Today we would call them patented mixtures. But at the end of the 16th and early seventeenth century, some alchemists called “secrets” the medications they prepared in their laboratories. And thanks to a study published in Heritage Sciencenow we know something more about the secrets of a particular alchemist.
It turns out that Tycho Brahe, known above all for his astronomy studies, had his own laboratory in the basement to mix medicines, including some specific elements.
The famous Observatory of Brahe, located in its castle in Uraniborg, on the island of Ven, in the current Sweden, was dismantled after his death in 1601. However, recently, a team of researchers from the University of Southern Denmark and the National Museum of Denmark has analyzed five fragments rescued from what would have been the old garden of the place between 1988 and 1990. It is believed that they basement.
The authors examined cross sections of the fragments in search of 31 trace elements by mass spectrometry, turning the sample molecules into loaded ions. Although there were many of the expected elements in the fragments (four of which were made of glass and one of ceramics), such as nickel, copper, zinc, tin, antimony, gold, mercury and lead, there was a finding that surprised the experts: the Wolframium.
“The Wolframio is very mysterious,” says Kaare Lond Rasmussen, an archeometry expert at the University of Southern Denmark. “The Wolframium had not even been described at that time, so what can we deduce from its presence in a fragment of the Tycho Brahe alchemical workshop?”
It is a question that does not have a clear answer.
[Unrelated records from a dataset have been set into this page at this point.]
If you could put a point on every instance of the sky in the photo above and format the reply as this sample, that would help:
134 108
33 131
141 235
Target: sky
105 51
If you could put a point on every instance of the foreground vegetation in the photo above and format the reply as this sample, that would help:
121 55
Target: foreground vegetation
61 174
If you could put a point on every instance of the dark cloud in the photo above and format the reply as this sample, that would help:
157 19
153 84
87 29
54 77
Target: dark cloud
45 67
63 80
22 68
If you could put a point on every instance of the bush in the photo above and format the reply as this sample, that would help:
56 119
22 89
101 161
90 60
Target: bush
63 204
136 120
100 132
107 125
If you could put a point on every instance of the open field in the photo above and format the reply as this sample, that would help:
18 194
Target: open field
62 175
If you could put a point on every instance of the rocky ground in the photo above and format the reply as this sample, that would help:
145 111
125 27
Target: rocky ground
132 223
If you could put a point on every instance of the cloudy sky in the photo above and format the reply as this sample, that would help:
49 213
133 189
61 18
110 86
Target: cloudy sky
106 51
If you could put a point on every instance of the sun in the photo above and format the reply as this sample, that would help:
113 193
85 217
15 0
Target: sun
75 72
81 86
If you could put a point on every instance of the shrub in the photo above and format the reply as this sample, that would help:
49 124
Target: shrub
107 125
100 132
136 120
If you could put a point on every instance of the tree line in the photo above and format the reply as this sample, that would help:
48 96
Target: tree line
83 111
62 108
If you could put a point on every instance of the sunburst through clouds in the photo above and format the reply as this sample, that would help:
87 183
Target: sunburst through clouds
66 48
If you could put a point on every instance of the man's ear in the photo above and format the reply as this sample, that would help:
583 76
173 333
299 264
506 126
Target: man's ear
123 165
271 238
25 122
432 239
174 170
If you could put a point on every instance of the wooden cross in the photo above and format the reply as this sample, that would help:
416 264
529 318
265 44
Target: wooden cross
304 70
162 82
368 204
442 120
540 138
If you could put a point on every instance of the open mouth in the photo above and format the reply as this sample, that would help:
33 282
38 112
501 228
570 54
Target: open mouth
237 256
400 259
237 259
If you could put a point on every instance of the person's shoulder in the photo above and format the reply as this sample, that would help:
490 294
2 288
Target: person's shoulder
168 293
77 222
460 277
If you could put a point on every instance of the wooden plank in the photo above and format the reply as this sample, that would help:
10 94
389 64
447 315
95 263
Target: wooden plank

According to Rasmussen, although Wolframium is naturally found in certain minerals and could have reached the Brahest laboratory, there is another plausible theory: Brahe had a secret substance that helped him create his medicines for the European elite.
The Tungsten, which was not classified as an element until the 1780s, probably appeared for the first time in German chemistry as “Wolframio”, and it was known that Brahe’s medicine had German influence. “Maybe Tycho Brahe had heard of this and, therefore, knew the existence of the Wolframio,” Rasmussen speculated. “But this is not something we know or can affirm based on the analyzes I have performed. It is simply a possible theoretical explanation of why we find Wolframio in the samples.”
“The most intriguing are the elements found in higher concentrations than expected,” said Rasmussen, “which indicates enrichment and provides information about the substances used in the Alchemical Laboratory of Tycho Brahe.”
The medication creation business was secret. Brahe, like others of the time, did not share the composition of the recipes. Brahe was known for his medicine against the plague, a very complicated remedy to create that he could have up to 60 ingredients, from snake meat and opium to copper, oils and herbs. Could the resulting medication have also included Wolframio as part of the final product?
“It may seem strange that Tycho Brahe dedicated himself to both astronomy and alchemy, but when his vision of the world is understood, it makes sense,” Poul Grinder-Hansen, principal and conservative researcher of the National Museum of Denmark, says in a statement. “I thought there were obvious connections between celestial bodies, primary substances and body organs.”
The alchemists (including Brahe) often used gold and mercury in medicines, and it was common for elements of the earth to properties of space and the human body. And there is a whole list of connections of this type. The silver related to the moon and the brain, while gold did it with the sun and heart. Jupiter and the liver were connected through tin, venus and copper through the kidneys, Saturn and the spleen through lead, Mars and gallbladder through iron, and mercury and lungs through (of course) of mercury. In this sense, gold was a usual ingredient in the medications of the time, including those that Brahe took.
However, it is not clear where the wolframium fits into the mixture. Until now, it is still a secret.
Tim Newcomb is a journalist who lives in the northwest of the Pacific. It covers stadiums, shoes, equipment, infrastructure and more for a variety of publications, including popular mechanics. His favorite interviews include meetings with Roger Federer in Switzerland, Kobe Bryant in Los Angeles and Tinker Hatfield in Portland.